At present, many businesses are keen on harnessing the opportunities created by virtual reality (VR) technologies which free the mind from the physical world and enable its users to see places that only exist in the digital world. This is because, in the digital world the rules are entirely different, travel between destinations takes place in the blink of an eye, objects can be conjured into being just by describing them and damages can be undone by merely pressing a button.
All of these points make virtual reality an excellent tool for businesses. Processes which can be carried out in the physical world, ranging from customer service, marketing HR, manufacturing, production and others can also be simulated in VR. Before taking a look at how various enterprises are harnessing the power of virtual reality today, it is vital to explore the various types of virtual reality.
Types of virtual reality
The various types of virtual reality as stated by Brill (1993; 1994b) include the following:
- Immersive First-Person: This type of virtual reality offers a first-person experience. A treadmill interface is made available through the use of some applications, making the user feel like he or she is walking through a virtual space. There is a BOOM viewer from Fake Space Labs that is suspended in front of the viewer’s face to replace the head-mounted display which can be quite heavy and too tiring to wear. The user is thus placed in the image; the created images are equipped with specific features such as tactile perception and at times aural perception to make them seem more realistic. Researchers are also trying to find a way to integrate olfactory perception as well. This type of technology is present in children’s video games such as the interface of Nintendo games.
- Through the window: Another name for this system is “desktop VR.” The system is a 3-D architectural design where the user views the world in 3-D through what could be called ‘the window’ of the computer and navigates through space with the mouse. This design makes it possible to experience VR on an IBM computer as well as on a Macintosh. This system also offers a first-person experience just like the immersive virtual reality. There are many examples of “through the window.” Many fields are already incorporating this type of VR. In the field of dance, for example, Lifeforms, a computer program, allows choreographers to create special human animations. The program supports all the processes involved in the dancing process and, as a result of that, the choreographers can create dances virtually on the computer.
- Augmented Reality: This is another type of immersive virtual reality, however, this time the layers of computer-generated images are superimposed over the real world to enhance the user-experience. An example of this technology can be found in the field of Aviation where controls are highlighted. There is a similar case in the medical field where surgery can be performed through an augmented reality by superimposing a video to help the doctor see the operation site more clearly.
- Mirror world: Unlike the earlier ones, this type of virtual reality offers a third-person experience. Here, the user is not immersed in the created world but stands outside of it to interact with the objects and characters inside of it. The system uses a video camera as an input device; users can view their superimposed images on a large video monitor, then, with the aid of a digitizer, the user’s images are processed to highlight their features, such as positions, movements and so on.
- Chamber World: This is a small virtual reality projection theatre which is controlled by computers that provide users with free movements in a virtual world for better immersion. The images are viewed as a 3-D projection on the wall through a head-mounted display. An example of this technology is the CAVE, which was developed by the University of Illinois Electronic Visualization Laboratory. Another example is the Extended Virtual Environment (EVE), which was developed at the German Nuclear Research Center in collaboration with the German Institute of Applied Informatics.

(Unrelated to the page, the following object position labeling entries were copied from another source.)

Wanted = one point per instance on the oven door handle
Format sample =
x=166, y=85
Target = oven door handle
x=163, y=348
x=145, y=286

How enterprises are harnessing the power of VR
- Manufacturing and Production Industry: In manufacturing and production driven-businesses, VR allows the mechanisms of the process to be simulated and tested. This implies that performance and reliability of equipment can be examined under any condition in a safe, quick and cost-effective way. Also, millions can be saved by reducing the need to build full-scale prototype equipment.
- Marketing: Virtual Reality is also a marketing and branding tool that offers every business the opportunity to change how it engages its customers or interacts with them. In addition to that, it opens up new ways of showcasing products and services. VR can also be a unique source of information on a customer’s behaviors because a business engages a customer in a virtual world, a lot of data becomes available on how they act and interact.
- Training in virtual worlds: Many industries now train their junior staffs in the virtual world. One advantage of doing this is that mistakes can easily be reset. For instance, in the healthcare sector, surgeons are using VR to train
makinglife-or-death choices while carrying out complicated operations on children. The simulation creates a 3D representation of real nurses and doctors that the trainees will work with so they see familiar faces when they get into the actual reality theatre.
Finally, Virtual Reality technologies offer enormous opportunities to the enterprise. Some of the benefits of using VR technologies in the enterprise include better customer engagement, higher productivity, and an increase in sales.